1 in 10. Let's start with the end-o

Sorry please excuse the pun. And I will try and keep this to a nutshell, I'm sure as all my thoughts and ideas flood on to the page/screen as this blog progresses we will cover it further. To be fair, this may be quite a large nutshell!

So what is endo, the dictionary defines Endometriosis as:
A condition resulting from the appearance of endometrial tissue outside the uterus and causing pelvic pain, especially associated with menstruation.

Let me tell you this covers the bare bones. The symptoms vary from woman to woman and the severity does not correlate to the pain. By this I mean you could have very mild endometriosis but be in absolute agony or you could be riddled with it and show no symptoms at all.

For me I have always struggled with hideous periods, massively irregular and painful. I went on the contraceptive pill at 14 to manage them. What I now know is that pain like that is not normal! Menstrual cramps where you are still able to function as you usually would albeit a bit tender and sore are normal. Debilitating, bent double, can't breathe and rolling on the floor cramps - not normal.

I wish I had known and pushed for it to be looked in to further. Instead what followed were a whole host of different contraceptives, you name it I've tried it! The pill - both mini and full, the implant, the depo injection, the mirena coil etc. I've tried it and I've had months of no periods at all and months of continuous bleeding (thank you depo!). I have begged my GP and every nurse unlucky enough to land me as their patient to please help me, surely this isn't right!

It wasn't until a past relationship where we tried to conceive did I start to get answers. I came off of all contraception excited to try and make a baby and was in agony, not just when my period was due, especially as it had a mind of its own, but always.

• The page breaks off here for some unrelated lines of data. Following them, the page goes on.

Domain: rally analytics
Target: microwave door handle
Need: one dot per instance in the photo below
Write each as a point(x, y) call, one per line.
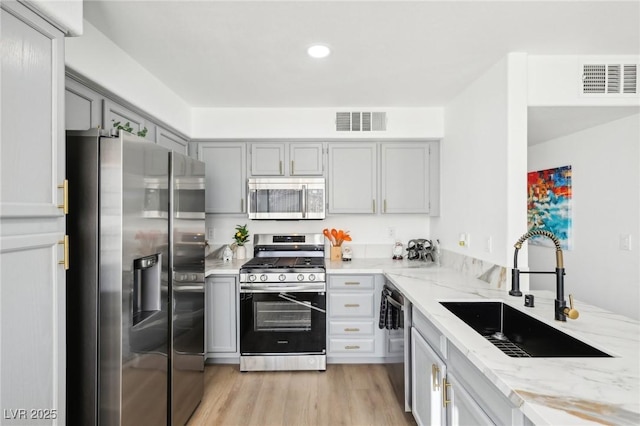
point(304, 201)
point(299, 302)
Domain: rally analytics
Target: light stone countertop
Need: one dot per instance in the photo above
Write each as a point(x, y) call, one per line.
point(555, 391)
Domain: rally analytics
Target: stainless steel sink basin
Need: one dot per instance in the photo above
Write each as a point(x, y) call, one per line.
point(518, 334)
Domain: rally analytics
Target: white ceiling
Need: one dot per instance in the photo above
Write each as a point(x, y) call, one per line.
point(384, 53)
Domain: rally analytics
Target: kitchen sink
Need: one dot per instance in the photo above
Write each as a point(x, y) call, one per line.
point(518, 334)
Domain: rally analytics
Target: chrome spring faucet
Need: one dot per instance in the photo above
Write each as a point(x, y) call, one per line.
point(561, 309)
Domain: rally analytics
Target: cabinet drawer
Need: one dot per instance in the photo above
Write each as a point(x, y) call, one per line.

After several trips to my new GP and a couple of A&E visits I was referred to Gynae - this time I was asked have you heard of Endometriosis? Endo-who now? She explained and I listened but I did as we all do and googled the hell out of it once I got home and discovered a massive community of everything I had felt and gone through for about a decade! This must be it, this endo business, I had an answer! I wasn't going crazy or being a big wuss! It wasn't that my pain threshold was limp compared to every other woman I knew, there was actually an answer, although still no diagnosis and still no baby!

So after several scans, inside and out - fun, and an MRI that showed no endo, all while still in pain I started to doubt myself again, if it was so obvious why couldn't it be found and my gynaecologist suggested a laparoscopy to both diagnose and whisk away any endo they found lurking. A laparoscopy is currently the only absolute way to diagnose Endometriosis.

About 6 months later I was gowned up and whisked in to theatre, and they did indeed find and blast away a large amount of endometrial tissue sucking away where it had no business being. This wasn't the end of my endo journey, I was upgraded from here to GNRH analogue drugs (chemical menopause) and a whole host more but that is for a different time.

It horrifies me that it takes on average 7 years for a woman to get a diagnosis of endometriosis. 1 in 10 women in the UK have this horrid illness, that means it is more common than people that have diabetes (1 in 16 for those of you that like the stats) yet most people haven't heard of it, or hear that it is a gynae issue and clam up, you'd think in this day and age we would be able to talk about a cervix without people freaking out!

All of this is why it is so important that we discuss it! For the next generation of young girls in agony and thinking they are alone, for the women with silent endo (no symptoms) who have been trying for a baby for years until you get inside and find it is all siezed up with the stuff. For the men out there, dads and husbands, that watch their girls suffer and might see this or hear people in a coffee shop or see a post on Twitter, and go back to their girl and say "could it be this?". Or just to shut up the rubbish GP that told you to take a paracetamol and go back to work, this is what happens to all women ( did happen to me by a female GP and still makes me mad!).